Vaccination is our best hope for stopping the COVID-19 health crisis, and the rapid development of vaccines—underpinned by decades of coronavirus research—is making this possible. As the different vaccines are rolled out to bring the pandemic under control, scientists are also keeping track of their various side effects. One rare but sometimes fatal blood clotting reaction called vaccine-induced immune thrombotic thrombocytopenia is said to be triggered by the Oxford-AstraZeneca and Johnson & Johnson COVID-19 vaccines. Young women face the highest risk.
But why do these blood clots happen? Some scientists believe the problem lies in the antibodies that adenovirus-based vaccines such as Oxford-AstraZeneca and Johnson & Johnson produce against a cell-signaling protein called platelet factor 4. These antibodies are possibly amplified when someone receives a booster shot. Since mRNA-based vaccines don’t cause this problem, it’s been recommended that people whose first shots were with adenovirus-based vaccines should get an mRNA vaccine booster shot instead. Germany’s Standing Committee on Vaccination, responsible for issuing national recommendations for licensed vaccine use, has also advised that people under 60 initially vaccinated with Oxford-AstraZeneca should receive a dose of an mRNA vaccine 12 weeks later.
Given these developments, a German study supported by the EU-funded VACCELERATE project has tested the immune response of people receiving mix-and-match vaccines. As part of the study, the researchers took blood samples from 500 people who received a second vaccination with the BioNTech-Pfizer mRNA vaccine 9 weeks after their first Oxford-AstraZeneca shot.

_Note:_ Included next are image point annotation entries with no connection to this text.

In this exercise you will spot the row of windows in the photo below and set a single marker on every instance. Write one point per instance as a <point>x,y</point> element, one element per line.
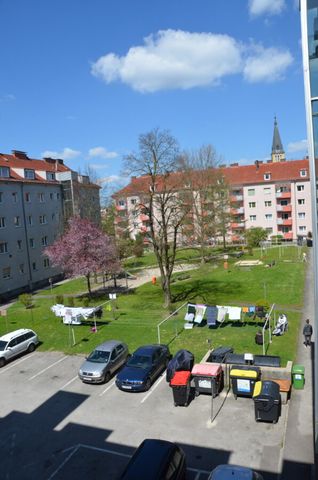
<point>32,244</point>
<point>29,173</point>
<point>7,271</point>
<point>28,197</point>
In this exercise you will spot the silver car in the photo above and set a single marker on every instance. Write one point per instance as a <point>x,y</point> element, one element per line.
<point>103,362</point>
<point>15,343</point>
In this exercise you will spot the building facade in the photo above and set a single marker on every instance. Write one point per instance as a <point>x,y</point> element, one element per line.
<point>272,195</point>
<point>37,197</point>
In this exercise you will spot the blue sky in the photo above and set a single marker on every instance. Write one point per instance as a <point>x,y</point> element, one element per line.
<point>81,80</point>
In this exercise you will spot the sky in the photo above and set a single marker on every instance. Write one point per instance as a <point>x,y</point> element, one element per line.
<point>81,80</point>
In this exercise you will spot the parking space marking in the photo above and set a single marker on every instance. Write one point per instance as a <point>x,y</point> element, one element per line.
<point>5,369</point>
<point>68,383</point>
<point>106,389</point>
<point>47,368</point>
<point>152,390</point>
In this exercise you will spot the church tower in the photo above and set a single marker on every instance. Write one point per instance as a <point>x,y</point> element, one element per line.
<point>278,154</point>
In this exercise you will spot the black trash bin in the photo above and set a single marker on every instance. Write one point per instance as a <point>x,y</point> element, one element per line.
<point>180,384</point>
<point>267,401</point>
<point>243,380</point>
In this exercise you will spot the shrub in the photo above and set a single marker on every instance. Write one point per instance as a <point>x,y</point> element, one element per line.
<point>59,299</point>
<point>26,299</point>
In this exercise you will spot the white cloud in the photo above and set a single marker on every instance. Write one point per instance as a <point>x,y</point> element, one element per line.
<point>299,146</point>
<point>101,152</point>
<point>266,7</point>
<point>266,64</point>
<point>66,154</point>
<point>174,59</point>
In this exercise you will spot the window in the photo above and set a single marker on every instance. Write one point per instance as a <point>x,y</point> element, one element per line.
<point>50,175</point>
<point>5,172</point>
<point>29,173</point>
<point>6,272</point>
<point>3,247</point>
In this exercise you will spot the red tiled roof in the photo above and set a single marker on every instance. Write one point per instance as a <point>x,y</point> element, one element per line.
<point>236,175</point>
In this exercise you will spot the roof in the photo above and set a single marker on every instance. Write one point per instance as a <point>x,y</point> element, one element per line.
<point>235,175</point>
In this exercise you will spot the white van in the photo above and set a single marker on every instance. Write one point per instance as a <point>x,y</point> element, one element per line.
<point>15,343</point>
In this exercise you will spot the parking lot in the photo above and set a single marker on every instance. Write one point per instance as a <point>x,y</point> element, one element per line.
<point>55,427</point>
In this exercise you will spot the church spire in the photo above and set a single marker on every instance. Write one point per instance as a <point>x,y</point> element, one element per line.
<point>278,154</point>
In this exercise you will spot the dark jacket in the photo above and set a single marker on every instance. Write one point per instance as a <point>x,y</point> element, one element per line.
<point>307,330</point>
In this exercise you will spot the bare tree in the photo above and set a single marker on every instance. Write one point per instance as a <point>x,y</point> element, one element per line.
<point>157,160</point>
<point>206,193</point>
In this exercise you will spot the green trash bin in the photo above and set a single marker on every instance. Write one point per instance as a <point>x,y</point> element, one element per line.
<point>298,375</point>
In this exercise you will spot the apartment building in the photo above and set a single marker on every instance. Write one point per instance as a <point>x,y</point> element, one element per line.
<point>274,195</point>
<point>37,197</point>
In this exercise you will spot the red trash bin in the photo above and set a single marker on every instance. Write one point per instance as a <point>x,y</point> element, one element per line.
<point>180,384</point>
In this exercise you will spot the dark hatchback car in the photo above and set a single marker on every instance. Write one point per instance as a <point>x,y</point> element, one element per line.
<point>143,367</point>
<point>156,460</point>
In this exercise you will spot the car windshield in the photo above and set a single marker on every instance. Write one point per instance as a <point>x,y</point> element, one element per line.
<point>142,361</point>
<point>99,356</point>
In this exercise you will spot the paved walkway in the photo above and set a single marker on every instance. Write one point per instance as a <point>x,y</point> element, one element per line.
<point>299,457</point>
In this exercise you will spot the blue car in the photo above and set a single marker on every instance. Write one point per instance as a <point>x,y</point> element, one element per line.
<point>143,367</point>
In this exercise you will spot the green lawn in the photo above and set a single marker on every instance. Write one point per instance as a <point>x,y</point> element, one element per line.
<point>138,313</point>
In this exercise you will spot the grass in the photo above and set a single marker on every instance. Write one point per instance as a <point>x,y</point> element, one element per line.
<point>138,314</point>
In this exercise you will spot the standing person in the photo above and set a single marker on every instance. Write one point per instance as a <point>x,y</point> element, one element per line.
<point>307,332</point>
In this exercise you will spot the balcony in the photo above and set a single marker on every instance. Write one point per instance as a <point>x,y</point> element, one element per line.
<point>285,221</point>
<point>284,208</point>
<point>283,194</point>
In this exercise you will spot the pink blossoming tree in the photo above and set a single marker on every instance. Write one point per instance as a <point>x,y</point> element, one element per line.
<point>83,250</point>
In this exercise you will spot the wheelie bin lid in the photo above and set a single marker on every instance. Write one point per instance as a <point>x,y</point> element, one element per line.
<point>211,370</point>
<point>234,472</point>
<point>239,372</point>
<point>298,369</point>
<point>180,378</point>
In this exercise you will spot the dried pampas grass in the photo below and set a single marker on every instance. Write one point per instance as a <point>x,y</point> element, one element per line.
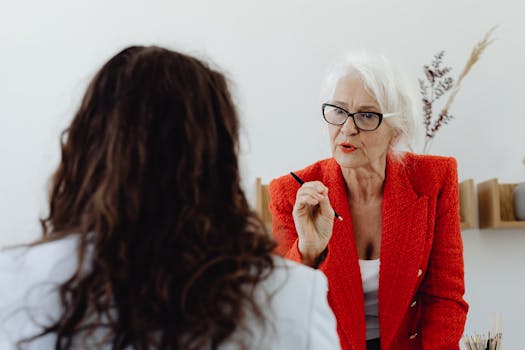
<point>440,83</point>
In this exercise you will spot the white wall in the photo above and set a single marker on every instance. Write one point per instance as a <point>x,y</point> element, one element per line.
<point>276,53</point>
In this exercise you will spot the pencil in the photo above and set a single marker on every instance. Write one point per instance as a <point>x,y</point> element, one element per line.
<point>301,181</point>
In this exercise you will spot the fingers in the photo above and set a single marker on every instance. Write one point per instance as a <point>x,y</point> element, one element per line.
<point>312,194</point>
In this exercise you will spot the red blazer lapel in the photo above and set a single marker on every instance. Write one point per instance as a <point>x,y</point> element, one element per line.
<point>346,288</point>
<point>404,228</point>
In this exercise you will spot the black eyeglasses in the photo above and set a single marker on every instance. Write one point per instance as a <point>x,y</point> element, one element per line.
<point>365,121</point>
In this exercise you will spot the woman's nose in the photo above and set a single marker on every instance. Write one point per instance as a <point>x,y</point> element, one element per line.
<point>349,128</point>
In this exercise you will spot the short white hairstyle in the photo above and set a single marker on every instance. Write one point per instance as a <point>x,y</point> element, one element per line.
<point>388,85</point>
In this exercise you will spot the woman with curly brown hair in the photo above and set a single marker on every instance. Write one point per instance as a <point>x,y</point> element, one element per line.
<point>150,242</point>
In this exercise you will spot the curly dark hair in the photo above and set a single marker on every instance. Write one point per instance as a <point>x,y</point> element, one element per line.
<point>170,251</point>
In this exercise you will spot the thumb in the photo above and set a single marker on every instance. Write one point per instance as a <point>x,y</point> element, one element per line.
<point>325,206</point>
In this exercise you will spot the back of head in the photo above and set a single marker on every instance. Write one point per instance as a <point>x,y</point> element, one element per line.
<point>387,84</point>
<point>149,179</point>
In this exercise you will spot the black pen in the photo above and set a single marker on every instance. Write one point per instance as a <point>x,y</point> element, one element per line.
<point>298,179</point>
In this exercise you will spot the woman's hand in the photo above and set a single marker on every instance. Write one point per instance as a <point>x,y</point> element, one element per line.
<point>314,219</point>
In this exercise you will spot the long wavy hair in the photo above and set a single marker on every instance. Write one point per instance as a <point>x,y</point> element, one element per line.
<point>170,251</point>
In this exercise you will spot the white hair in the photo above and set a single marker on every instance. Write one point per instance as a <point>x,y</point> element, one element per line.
<point>390,88</point>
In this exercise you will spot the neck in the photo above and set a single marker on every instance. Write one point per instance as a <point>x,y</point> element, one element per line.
<point>365,184</point>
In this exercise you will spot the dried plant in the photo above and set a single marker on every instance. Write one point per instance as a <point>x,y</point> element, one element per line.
<point>439,83</point>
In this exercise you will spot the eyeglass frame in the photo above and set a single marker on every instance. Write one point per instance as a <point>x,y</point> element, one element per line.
<point>351,115</point>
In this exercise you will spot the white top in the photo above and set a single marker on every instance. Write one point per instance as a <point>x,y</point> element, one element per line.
<point>370,277</point>
<point>298,315</point>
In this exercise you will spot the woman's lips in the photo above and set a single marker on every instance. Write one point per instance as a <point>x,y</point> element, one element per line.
<point>347,147</point>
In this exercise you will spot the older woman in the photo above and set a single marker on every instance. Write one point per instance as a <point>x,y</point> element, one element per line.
<point>395,262</point>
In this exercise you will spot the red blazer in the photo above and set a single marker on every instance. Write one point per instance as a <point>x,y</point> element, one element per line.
<point>421,283</point>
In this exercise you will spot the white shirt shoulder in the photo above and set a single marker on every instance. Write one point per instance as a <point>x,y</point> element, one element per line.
<point>293,299</point>
<point>297,312</point>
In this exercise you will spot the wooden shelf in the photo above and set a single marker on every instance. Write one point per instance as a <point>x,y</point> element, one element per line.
<point>466,204</point>
<point>496,208</point>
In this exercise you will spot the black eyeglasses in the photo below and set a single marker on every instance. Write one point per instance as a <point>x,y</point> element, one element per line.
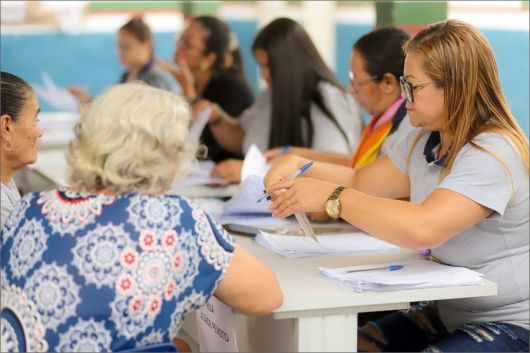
<point>409,88</point>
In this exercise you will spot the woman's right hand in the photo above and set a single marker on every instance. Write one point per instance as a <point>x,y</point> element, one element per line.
<point>79,93</point>
<point>282,168</point>
<point>182,74</point>
<point>198,107</point>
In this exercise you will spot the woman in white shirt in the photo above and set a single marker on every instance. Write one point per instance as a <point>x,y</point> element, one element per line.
<point>304,104</point>
<point>19,133</point>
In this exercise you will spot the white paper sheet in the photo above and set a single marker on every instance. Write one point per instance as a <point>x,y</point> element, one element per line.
<point>199,124</point>
<point>414,274</point>
<point>245,201</point>
<point>215,326</point>
<point>254,163</point>
<point>292,246</point>
<point>199,174</point>
<point>57,97</point>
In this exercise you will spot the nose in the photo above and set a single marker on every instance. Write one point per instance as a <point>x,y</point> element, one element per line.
<point>352,89</point>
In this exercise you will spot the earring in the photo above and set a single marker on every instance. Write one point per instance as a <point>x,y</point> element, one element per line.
<point>204,66</point>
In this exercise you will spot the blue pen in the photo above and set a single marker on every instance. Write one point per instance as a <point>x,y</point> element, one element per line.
<point>294,176</point>
<point>286,149</point>
<point>386,268</point>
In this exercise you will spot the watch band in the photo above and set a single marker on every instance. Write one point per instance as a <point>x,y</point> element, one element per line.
<point>335,194</point>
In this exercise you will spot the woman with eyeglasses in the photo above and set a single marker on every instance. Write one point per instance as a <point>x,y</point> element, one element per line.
<point>208,65</point>
<point>136,54</point>
<point>465,171</point>
<point>376,63</point>
<point>303,105</point>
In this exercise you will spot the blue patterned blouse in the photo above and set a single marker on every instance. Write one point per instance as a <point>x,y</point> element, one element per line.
<point>94,273</point>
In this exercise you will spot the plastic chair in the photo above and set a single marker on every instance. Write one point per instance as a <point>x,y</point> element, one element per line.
<point>161,347</point>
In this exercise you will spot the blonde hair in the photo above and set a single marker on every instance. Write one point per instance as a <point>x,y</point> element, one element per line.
<point>461,60</point>
<point>132,138</point>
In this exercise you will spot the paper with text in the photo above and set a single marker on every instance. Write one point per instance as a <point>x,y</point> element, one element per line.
<point>414,275</point>
<point>216,329</point>
<point>57,97</point>
<point>292,246</point>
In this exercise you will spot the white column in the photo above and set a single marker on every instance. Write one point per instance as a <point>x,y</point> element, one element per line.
<point>266,11</point>
<point>319,22</point>
<point>329,333</point>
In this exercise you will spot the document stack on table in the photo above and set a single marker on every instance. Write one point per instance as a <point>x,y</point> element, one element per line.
<point>293,246</point>
<point>404,276</point>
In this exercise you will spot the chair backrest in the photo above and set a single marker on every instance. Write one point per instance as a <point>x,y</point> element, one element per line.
<point>161,347</point>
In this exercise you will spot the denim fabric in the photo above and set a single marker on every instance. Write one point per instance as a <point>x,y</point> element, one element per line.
<point>420,329</point>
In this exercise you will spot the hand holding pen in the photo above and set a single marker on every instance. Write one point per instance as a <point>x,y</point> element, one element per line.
<point>294,176</point>
<point>301,217</point>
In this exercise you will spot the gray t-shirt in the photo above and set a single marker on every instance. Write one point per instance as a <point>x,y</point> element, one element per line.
<point>498,246</point>
<point>9,197</point>
<point>256,121</point>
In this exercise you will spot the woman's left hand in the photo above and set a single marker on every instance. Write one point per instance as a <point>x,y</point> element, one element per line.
<point>299,195</point>
<point>229,169</point>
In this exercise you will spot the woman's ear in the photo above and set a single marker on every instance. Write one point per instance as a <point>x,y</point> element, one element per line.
<point>208,61</point>
<point>390,83</point>
<point>5,127</point>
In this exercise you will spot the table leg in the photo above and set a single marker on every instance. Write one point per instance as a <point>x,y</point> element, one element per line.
<point>328,333</point>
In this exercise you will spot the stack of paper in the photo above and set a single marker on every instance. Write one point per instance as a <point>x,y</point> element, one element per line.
<point>199,174</point>
<point>199,124</point>
<point>245,201</point>
<point>414,275</point>
<point>59,98</point>
<point>254,163</point>
<point>292,246</point>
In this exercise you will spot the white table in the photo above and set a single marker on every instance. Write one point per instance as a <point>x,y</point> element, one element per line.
<point>319,316</point>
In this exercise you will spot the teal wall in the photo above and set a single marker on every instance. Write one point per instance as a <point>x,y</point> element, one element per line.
<point>90,59</point>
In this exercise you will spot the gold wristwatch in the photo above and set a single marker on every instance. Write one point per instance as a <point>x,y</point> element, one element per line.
<point>333,206</point>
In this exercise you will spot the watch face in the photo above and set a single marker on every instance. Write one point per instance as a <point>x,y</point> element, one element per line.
<point>333,208</point>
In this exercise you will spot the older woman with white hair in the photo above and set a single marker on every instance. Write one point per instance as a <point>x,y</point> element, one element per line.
<point>114,263</point>
<point>19,136</point>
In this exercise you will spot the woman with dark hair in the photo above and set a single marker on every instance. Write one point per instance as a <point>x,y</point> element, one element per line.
<point>376,63</point>
<point>209,67</point>
<point>304,104</point>
<point>136,53</point>
<point>19,135</point>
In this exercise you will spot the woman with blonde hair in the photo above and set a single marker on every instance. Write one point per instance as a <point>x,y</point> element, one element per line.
<point>114,263</point>
<point>466,174</point>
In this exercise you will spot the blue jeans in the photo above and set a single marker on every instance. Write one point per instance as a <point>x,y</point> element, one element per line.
<point>419,328</point>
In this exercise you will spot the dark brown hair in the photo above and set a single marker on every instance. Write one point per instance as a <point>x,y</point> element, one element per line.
<point>14,93</point>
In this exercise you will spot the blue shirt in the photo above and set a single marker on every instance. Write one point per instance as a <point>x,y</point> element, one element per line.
<point>84,272</point>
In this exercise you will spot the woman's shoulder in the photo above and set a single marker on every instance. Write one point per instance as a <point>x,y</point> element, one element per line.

Mix-and-match option yields high immune response
The results were rather encouraging. The levels of neutralizing antibodies—antibodies responsible for defending cells from bacteria and viruses—were much higher when compared with people who had received two doses of either one or the other vaccine. “This vaccination scheme is an interesting option if the thrombosis risk posed by adenoviral vector-based vaccines is a concern, and it increases flexibility in a setting of vaccine shortage,” the authors report in the study. “However, further studies need to address the safety and clinical efficacy of heterologous vaccination regimens.” The study has been published in the journal The Lancet Infectious Diseases.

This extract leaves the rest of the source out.